Had a quick question, been searching around and haven't found anything in regards to this. 
I was watching "Married with Children"  on netflix great show loved it when it was on tv and in the seventh season episode "Magnificent Seven" 

Note: netflix screwed up the order of the episodes in season 7 the first episode "Magnificent Seven" is mixed up with the sixth "Frat Chance" 

Kelly puts a poster on buds wall of "Wags  the Perplexed Pup" I had completely forgot about the episode, I mean it was done in 1992 but the moment I saw it I though of Doug Winger, it looks like his work and the time frame is right. I could not find out any info on this and Doug has kind of dropped out of sight. Any though?

found a link to screen cap 
http://i118.photobucket.com/albums/o113/Charrio/WagsRef.jpg


Kyofu


----------



## Hir (Feb 1, 2011)

i'm confused


----------



## Zanzi (Feb 1, 2011)

DarkNoctus said:


> i'm confused


That makes two.

OP, what are you saying?


----------



## Monster. (Feb 1, 2011)

OP, proper grammar is a huge must in this forum.

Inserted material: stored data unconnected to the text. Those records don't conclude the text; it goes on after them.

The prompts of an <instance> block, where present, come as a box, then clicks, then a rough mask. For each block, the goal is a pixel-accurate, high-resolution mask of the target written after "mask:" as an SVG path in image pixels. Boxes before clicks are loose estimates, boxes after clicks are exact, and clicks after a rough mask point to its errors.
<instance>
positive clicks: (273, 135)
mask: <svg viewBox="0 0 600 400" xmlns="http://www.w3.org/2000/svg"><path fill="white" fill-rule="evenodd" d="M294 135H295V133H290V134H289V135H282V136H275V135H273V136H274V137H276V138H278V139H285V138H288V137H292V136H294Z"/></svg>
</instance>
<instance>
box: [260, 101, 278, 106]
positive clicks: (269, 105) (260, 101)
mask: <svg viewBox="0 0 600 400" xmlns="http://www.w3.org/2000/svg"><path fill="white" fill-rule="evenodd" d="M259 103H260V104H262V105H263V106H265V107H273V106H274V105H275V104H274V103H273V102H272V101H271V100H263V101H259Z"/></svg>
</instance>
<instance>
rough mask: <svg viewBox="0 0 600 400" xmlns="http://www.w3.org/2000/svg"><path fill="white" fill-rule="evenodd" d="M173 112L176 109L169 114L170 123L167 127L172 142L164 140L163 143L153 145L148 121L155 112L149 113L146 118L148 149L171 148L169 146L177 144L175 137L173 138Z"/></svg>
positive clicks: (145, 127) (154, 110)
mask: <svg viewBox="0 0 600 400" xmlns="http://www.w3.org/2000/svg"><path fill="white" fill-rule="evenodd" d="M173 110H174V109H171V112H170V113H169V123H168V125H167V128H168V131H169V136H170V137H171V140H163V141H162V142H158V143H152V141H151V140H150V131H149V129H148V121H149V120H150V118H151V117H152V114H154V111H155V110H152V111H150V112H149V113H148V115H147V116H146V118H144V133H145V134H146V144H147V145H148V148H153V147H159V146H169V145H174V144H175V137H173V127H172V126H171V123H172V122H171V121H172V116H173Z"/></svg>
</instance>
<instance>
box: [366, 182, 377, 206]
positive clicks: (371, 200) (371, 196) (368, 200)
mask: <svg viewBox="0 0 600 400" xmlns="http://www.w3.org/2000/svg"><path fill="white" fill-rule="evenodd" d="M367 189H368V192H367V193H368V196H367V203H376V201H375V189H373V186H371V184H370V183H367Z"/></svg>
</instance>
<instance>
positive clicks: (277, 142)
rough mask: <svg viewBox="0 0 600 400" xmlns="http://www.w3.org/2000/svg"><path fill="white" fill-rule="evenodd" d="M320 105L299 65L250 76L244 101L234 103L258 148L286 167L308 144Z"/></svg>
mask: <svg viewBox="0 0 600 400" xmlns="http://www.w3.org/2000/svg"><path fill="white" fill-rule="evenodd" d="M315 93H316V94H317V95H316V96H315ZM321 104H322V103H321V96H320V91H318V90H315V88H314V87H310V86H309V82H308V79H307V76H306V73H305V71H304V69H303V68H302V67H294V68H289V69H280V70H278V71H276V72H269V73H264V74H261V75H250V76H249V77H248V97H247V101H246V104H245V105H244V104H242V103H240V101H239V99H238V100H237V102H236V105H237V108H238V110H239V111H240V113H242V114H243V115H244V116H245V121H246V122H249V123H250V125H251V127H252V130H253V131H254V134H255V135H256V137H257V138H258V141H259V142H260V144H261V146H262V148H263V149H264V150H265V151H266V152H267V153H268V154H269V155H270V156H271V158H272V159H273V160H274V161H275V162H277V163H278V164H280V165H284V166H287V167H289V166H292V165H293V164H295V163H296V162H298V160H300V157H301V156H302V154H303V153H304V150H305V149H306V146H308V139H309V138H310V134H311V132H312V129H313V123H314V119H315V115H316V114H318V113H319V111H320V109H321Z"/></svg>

Care to get spellcheck to help you out?


----------



## Browder (Feb 1, 2011)

He's asking if a formerly popular fandom artist managed to get his stuff on a mostly unwatched sitcom.

I'd guess no.


----------



## Monster. (Feb 1, 2011)

Browder said:


> He's asking if a formerly popular fandom artist managed to get his stuff on a mostly unwatched sitcom.
> 
> I'd guess no.


 
Thanks for the translation.

And I have to guess no, too.


----------